Toutes ces hésitations sont d'autant
plus dommage que le jeu a des qualités. D'abord, Team Ninja oblige,
ce jeu est particulièrement dynamique et les combats sont assez
animés. On n'a pas forcément l'impression de s'ennuyer et même si
le jeu est bien linéaire, on avance, bon gré, mal gré (le jeu
n'est pas, sauf quelques exceptions, très difficile) et on se rend
compte qu'on a joué près de deux heures. En outre, l'histoire est
plutôt intéressante (bien que pas particulièrement originale) et
on a vraiment envie de savoir les raisons qui ont poussé Samus à se
retrouver malgré elle dans cette situation. Et c'est, de mémoire de
joueur, la première fois qu'on a un vrai background pour un
personnage Nintendo, qui a des états d'âme et une jeunesse.

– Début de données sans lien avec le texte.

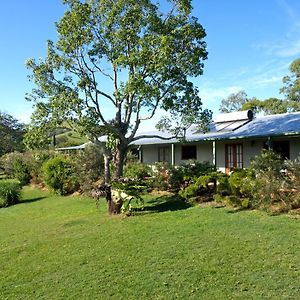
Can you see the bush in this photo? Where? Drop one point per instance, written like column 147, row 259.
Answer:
column 59, row 175
column 137, row 171
column 201, row 185
column 194, row 169
column 9, row 192
column 35, row 160
column 236, row 181
column 21, row 171
column 89, row 166
column 7, row 162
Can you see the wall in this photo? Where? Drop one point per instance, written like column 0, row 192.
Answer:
column 294, row 149
column 251, row 148
column 150, row 152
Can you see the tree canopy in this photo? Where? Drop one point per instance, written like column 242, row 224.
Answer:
column 272, row 105
column 11, row 134
column 115, row 64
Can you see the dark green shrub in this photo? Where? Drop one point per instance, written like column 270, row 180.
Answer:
column 59, row 175
column 194, row 169
column 21, row 171
column 137, row 170
column 176, row 178
column 190, row 191
column 35, row 160
column 9, row 192
column 7, row 162
column 265, row 183
column 267, row 162
column 236, row 181
column 89, row 166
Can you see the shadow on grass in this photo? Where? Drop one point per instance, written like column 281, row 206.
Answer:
column 162, row 204
column 30, row 200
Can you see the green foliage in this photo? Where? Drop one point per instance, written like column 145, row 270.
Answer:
column 9, row 192
column 11, row 134
column 7, row 162
column 129, row 194
column 21, row 171
column 159, row 48
column 137, row 171
column 266, row 184
column 236, row 181
column 291, row 88
column 194, row 169
column 200, row 186
column 89, row 166
column 35, row 160
column 59, row 175
column 190, row 191
column 234, row 102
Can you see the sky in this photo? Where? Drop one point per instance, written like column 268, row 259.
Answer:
column 251, row 44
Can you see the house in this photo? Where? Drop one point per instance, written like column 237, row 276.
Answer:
column 232, row 141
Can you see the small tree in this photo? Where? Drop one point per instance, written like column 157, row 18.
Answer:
column 114, row 65
column 11, row 134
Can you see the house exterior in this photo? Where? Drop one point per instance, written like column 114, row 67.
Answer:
column 232, row 141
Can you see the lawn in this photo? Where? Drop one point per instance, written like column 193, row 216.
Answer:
column 55, row 247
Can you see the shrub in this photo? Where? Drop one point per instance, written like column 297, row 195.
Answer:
column 236, row 181
column 194, row 169
column 200, row 186
column 21, row 171
column 35, row 160
column 137, row 170
column 176, row 178
column 9, row 192
column 59, row 175
column 7, row 162
column 89, row 166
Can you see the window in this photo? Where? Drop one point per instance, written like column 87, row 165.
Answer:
column 188, row 152
column 282, row 148
column 164, row 154
column 233, row 157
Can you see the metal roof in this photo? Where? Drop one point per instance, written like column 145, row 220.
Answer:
column 287, row 124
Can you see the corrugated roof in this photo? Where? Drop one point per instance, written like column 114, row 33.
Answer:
column 266, row 126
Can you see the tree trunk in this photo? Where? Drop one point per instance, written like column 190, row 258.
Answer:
column 114, row 208
column 119, row 160
column 107, row 176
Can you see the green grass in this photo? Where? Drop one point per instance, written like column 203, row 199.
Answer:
column 55, row 247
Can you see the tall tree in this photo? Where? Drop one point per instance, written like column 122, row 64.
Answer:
column 115, row 63
column 291, row 88
column 11, row 134
column 234, row 102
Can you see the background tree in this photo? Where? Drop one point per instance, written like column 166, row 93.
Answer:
column 115, row 63
column 11, row 134
column 268, row 106
column 291, row 88
column 234, row 102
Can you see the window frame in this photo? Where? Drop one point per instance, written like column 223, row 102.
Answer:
column 234, row 156
column 163, row 154
column 186, row 157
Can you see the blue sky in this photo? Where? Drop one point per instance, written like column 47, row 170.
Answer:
column 250, row 43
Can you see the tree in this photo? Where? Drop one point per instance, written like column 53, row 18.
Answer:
column 128, row 57
column 240, row 101
column 234, row 102
column 11, row 134
column 268, row 106
column 291, row 88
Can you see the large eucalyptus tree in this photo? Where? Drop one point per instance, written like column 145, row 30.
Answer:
column 115, row 64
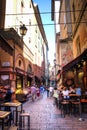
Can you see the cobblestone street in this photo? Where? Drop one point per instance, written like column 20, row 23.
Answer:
column 45, row 116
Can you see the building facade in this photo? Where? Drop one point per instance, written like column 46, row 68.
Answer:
column 72, row 41
column 26, row 60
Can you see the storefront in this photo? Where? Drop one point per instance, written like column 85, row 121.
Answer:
column 76, row 72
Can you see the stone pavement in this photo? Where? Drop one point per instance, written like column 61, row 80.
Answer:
column 45, row 116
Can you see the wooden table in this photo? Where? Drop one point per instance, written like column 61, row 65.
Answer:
column 14, row 105
column 3, row 116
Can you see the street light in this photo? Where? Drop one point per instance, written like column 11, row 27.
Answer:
column 23, row 30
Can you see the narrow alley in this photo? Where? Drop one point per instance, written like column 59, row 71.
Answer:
column 45, row 116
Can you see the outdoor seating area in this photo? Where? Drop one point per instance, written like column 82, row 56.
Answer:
column 10, row 113
column 75, row 106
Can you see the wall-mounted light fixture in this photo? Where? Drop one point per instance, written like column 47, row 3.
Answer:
column 23, row 30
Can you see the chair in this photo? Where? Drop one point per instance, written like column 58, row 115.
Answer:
column 24, row 121
column 64, row 107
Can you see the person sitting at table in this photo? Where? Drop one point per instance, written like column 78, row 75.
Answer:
column 78, row 90
column 65, row 93
column 72, row 90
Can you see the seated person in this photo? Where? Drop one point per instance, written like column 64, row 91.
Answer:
column 65, row 93
column 78, row 90
column 72, row 90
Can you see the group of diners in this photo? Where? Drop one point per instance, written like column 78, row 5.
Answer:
column 65, row 96
column 67, row 93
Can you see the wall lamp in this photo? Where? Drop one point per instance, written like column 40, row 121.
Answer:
column 23, row 30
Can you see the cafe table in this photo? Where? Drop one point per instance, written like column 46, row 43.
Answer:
column 14, row 105
column 80, row 108
column 3, row 116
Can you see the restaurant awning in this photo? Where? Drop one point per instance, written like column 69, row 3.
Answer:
column 77, row 60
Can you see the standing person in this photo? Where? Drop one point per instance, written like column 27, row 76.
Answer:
column 42, row 89
column 50, row 91
column 78, row 90
column 33, row 92
column 65, row 93
column 55, row 95
column 47, row 88
column 37, row 92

Découvrir le passé de Samus est assez étonnant. Bien entendu, les
références multiples à la série Alien sont toujours autant
présentes, mais on prend du plaisir à suivre les nouvelles
aventures de la blonde en armure orange. Certains combats contre des
boss sont assez épiques et rappellent les meilleures heures de Super
Metroid. Enfin, la durée de vie reste raisonnable pour ce genre de
jeux (environ 15 heures pour boucler la mission principale, et 2 ou 3
heures supplémentaires pour finir le jeu à 100%).

 

En conclusion, je dois avouer que j'ai
eu du mal à me situer durant toute la partie de ce jeu. S'il n'est
pas foncièrement mauvais, les mauvaises bonnes idées et les
approximations de gameplay ont tendance à gâcher un peu
l'expérience de jeu, surtout quand on a adoré Super Metroid et la
série des Prime, bien mieux réglés en règle générale. Cela dit,
si on passe outre, on peut prendre du plaisir avec Other M. Et
l'exploration et la liberté totales arrivent une fois le jeu
terminé, ce qui permet de finir le jeu avec une note positive. Mais
cette nouvelle évolution de la série est encore un peu bancale,
notamment par sa « Devilmaycryisation », le côté cool
en moins. Peut-être qu'avec quelques réglages, on pourra avoir un
meilleur épisode. Donc si vous le trouvez à petit prix (il est à une quinzaine d'euros sur certains
sites anglais), vous pouvez vous pencher dessus, mais sinon, préférez
plutôt Metroid Trilogy ou Super Metroid sur la Virtual Console.